The Liberation Tigers have, unsurprisingly, maintained a studied silence
ever since the latest crisis broke early last week. But as they have pointed
out earlier, for negotiations to be successful, there must be a united
Sinhala leadership in Colombo. Furthermore, whilst this is a necessary
condition, it is not sufficient: that leadership must also be prepared to
negotiate in good faith with the LTTE. Mrs. Kumaratunga's views on the
Norwegian peace process are well known. Yet, despite the frequent pleas of
those advocating a negotiated solution, Mr. Wickremesinghe has always sought
to balance the obvious political benefits of impeaching his archrival with
those of coopting her fanatical prowar stance into his negotiation strategy
with the LTTE. His repeated efforts at cohabitation with a committed
opponent of the peace process have been perplexing but not if the utility of
her presence in dealing with the LTTE is taken into account. But now the UNF
has been hoisted on its own petard. Kumaratunga has moved decisively in
pursuit of her personal ambitions and Mr. Wickremesinghe is unable to
resist. It remains to be seen how the constitutional tussle will play itself
out, even though the UNF has made much of the popular mandate it received
from the electorate. But if Mr. Wickremesinghe is serious about a negotiated
solution to the island's protracted ethnic conflict, he needs to ensure a
stable, propeace leadership emerges in Colombo.
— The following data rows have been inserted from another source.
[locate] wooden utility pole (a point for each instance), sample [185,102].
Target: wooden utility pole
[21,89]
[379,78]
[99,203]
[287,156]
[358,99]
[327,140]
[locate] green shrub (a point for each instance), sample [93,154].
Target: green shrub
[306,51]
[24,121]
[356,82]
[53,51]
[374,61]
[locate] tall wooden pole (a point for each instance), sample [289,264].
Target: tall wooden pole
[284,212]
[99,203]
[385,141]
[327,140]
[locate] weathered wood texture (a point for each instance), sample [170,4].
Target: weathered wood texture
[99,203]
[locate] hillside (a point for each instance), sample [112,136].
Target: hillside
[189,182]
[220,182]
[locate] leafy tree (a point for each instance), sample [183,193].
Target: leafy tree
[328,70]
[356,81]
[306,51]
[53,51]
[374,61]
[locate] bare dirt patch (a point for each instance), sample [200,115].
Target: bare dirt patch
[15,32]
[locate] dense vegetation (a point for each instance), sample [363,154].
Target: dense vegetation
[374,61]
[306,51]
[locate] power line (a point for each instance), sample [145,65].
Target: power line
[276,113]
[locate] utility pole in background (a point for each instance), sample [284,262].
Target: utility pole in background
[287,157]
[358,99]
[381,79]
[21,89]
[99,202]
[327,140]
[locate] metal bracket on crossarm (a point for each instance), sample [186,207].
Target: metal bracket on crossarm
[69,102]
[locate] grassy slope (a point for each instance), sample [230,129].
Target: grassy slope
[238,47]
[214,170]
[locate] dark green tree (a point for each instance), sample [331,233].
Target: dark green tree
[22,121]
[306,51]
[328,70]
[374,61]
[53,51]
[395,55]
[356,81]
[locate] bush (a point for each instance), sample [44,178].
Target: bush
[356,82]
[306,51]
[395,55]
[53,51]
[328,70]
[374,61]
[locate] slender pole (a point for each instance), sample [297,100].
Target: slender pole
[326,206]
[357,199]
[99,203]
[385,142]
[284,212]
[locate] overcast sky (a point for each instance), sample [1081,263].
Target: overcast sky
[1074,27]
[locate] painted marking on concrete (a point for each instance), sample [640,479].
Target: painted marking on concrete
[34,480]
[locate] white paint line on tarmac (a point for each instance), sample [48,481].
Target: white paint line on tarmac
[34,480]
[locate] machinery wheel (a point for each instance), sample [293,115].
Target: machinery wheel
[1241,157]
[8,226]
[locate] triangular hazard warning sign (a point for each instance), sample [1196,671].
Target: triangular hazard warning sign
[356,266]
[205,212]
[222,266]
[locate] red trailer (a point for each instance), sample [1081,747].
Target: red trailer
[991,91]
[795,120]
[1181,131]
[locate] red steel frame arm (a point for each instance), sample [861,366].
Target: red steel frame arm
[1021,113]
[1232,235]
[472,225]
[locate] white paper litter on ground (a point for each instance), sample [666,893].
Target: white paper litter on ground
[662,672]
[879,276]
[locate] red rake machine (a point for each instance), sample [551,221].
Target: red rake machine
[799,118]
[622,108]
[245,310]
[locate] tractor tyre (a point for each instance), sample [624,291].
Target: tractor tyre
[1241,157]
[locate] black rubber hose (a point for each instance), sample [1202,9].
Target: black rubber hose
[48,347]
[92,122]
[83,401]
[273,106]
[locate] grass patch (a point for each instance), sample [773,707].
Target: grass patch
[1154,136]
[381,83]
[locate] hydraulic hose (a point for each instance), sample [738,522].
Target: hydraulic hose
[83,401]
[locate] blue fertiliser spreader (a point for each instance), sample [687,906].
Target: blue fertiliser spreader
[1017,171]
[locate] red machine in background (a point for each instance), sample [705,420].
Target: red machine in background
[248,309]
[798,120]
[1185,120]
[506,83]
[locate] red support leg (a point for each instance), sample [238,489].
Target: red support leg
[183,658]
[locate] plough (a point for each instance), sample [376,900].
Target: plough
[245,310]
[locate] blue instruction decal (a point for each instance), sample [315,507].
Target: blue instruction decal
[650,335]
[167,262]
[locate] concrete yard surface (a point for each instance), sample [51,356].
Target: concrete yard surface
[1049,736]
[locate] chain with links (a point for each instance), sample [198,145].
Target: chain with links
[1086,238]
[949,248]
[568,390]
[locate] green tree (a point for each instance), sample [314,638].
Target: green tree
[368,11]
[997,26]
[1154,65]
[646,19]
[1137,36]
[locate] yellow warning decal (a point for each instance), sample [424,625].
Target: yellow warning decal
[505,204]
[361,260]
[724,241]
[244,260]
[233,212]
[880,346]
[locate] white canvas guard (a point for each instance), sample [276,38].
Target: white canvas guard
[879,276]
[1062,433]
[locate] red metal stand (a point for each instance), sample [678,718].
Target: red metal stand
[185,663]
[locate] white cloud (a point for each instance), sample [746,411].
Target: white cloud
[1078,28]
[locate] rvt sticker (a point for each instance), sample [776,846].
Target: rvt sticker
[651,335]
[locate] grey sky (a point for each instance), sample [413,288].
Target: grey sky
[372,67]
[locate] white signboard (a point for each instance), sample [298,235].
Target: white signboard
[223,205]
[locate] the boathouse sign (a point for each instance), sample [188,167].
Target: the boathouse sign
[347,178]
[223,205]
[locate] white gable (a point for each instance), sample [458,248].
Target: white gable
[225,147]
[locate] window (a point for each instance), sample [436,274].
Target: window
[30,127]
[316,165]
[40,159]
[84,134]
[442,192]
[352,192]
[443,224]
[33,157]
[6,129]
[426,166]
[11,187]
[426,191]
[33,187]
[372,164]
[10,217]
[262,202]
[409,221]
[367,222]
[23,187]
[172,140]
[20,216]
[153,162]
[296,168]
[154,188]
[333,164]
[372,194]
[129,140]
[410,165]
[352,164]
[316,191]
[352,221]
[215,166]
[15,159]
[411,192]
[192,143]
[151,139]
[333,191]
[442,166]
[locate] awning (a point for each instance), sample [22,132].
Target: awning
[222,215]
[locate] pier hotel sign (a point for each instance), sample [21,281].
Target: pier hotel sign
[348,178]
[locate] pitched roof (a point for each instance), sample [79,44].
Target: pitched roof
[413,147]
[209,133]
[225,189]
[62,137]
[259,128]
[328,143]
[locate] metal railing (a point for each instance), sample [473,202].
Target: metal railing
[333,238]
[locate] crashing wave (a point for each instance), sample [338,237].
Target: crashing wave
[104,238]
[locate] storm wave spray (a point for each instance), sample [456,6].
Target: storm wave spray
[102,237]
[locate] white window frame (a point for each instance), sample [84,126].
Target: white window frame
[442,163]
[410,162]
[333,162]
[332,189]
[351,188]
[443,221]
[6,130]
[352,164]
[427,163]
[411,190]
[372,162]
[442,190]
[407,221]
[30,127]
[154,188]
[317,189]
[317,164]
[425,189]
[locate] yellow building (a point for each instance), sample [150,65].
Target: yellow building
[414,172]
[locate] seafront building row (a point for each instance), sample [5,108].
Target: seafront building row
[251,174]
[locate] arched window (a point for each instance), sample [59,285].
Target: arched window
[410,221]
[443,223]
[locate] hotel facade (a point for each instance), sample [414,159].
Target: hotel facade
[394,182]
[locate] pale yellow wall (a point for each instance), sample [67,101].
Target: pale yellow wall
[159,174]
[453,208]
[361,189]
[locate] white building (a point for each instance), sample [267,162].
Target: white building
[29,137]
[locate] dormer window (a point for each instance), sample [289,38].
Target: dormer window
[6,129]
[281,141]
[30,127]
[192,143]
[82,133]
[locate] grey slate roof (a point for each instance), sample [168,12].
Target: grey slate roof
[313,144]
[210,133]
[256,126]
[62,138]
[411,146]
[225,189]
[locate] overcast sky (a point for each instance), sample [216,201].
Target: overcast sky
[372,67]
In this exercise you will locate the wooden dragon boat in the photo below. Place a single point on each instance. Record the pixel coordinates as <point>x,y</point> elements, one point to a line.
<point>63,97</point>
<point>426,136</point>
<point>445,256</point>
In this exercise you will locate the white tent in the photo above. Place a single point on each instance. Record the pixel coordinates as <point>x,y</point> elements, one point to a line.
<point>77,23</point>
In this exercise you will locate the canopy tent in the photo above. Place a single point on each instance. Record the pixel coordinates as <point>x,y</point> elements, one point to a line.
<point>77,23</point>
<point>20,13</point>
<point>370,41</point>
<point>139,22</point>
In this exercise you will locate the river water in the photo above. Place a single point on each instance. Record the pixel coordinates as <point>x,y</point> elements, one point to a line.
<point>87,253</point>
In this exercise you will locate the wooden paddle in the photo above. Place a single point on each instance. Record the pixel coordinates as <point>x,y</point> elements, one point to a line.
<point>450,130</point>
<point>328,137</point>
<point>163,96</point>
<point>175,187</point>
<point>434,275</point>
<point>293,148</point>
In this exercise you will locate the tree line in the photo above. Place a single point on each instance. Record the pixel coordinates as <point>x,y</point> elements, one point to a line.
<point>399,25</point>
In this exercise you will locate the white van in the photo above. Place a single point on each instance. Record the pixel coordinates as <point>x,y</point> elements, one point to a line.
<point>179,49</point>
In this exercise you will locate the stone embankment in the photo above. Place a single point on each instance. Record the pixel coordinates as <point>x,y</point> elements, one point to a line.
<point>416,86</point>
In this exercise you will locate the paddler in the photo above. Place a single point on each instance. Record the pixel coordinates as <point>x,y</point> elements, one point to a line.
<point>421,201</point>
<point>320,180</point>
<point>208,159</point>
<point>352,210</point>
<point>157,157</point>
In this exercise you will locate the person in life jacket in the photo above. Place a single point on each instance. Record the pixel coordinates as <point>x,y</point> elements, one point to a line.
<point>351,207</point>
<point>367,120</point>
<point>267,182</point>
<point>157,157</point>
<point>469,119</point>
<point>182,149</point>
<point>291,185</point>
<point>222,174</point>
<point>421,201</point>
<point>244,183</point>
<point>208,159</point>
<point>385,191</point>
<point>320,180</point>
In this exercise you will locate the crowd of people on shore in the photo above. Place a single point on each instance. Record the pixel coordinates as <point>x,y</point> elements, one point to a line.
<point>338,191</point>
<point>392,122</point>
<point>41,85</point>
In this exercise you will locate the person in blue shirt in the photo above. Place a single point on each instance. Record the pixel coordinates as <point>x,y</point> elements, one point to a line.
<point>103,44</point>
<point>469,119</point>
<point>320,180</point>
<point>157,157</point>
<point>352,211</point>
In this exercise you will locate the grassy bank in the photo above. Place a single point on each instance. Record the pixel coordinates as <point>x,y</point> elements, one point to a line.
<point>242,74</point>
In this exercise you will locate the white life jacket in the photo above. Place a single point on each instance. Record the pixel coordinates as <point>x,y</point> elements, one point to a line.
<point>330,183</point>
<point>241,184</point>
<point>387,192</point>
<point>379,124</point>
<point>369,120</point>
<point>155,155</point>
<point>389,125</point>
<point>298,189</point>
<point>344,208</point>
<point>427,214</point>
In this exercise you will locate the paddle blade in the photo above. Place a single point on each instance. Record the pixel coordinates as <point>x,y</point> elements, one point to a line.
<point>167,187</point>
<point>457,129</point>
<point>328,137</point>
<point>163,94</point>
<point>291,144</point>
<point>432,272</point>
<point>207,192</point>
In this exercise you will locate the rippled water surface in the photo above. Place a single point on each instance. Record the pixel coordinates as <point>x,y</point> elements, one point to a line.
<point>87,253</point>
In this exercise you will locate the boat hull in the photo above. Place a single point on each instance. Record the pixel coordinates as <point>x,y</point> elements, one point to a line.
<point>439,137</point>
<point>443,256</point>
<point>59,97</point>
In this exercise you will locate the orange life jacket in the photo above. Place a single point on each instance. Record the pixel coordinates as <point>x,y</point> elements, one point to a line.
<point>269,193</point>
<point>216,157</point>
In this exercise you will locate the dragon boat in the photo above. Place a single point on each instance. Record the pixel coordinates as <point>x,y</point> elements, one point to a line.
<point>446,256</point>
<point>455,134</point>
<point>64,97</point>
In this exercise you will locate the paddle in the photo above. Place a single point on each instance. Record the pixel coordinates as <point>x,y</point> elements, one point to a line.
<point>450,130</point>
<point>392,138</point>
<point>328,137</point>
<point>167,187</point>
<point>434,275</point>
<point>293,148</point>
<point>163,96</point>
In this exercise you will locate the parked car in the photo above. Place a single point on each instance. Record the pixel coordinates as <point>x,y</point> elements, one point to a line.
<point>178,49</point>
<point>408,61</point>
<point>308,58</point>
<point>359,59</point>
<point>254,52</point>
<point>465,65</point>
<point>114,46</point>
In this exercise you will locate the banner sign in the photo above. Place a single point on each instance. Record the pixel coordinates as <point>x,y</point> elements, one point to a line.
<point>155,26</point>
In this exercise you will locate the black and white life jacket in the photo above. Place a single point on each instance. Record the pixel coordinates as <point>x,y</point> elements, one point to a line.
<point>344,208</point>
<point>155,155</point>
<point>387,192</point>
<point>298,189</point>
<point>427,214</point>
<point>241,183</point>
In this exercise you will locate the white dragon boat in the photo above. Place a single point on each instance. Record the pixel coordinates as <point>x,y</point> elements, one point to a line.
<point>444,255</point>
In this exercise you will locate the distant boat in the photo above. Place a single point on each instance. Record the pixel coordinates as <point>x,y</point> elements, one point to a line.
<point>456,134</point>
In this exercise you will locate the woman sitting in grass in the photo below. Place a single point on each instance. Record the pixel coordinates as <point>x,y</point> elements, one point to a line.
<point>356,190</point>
The current drama of the Sinhala Buddhist chauvinist extremists is just
another prove of necessity of the arm struggle of the LTTE and the
importance of military strength of the LTTE.
I would just remember what Mr Velupillai Pirapaharan, the leader of the
Liberation Tigers of Tamil Eelam (LTTE) declared on 27 November 2002 """"" -
If the Sinhala chauvinistic forces, for their own petty political reasons
scuttle this peace effort which has raised high hopes and expectations and
gained the support of the international community, the Tamil people will be
compelled to pursue the path of secession and political independence,' """""
History has shown that the SriLankan State only understands the `power of
the gun'. So please let the LTTE to end the game by creating Tamil Eelam!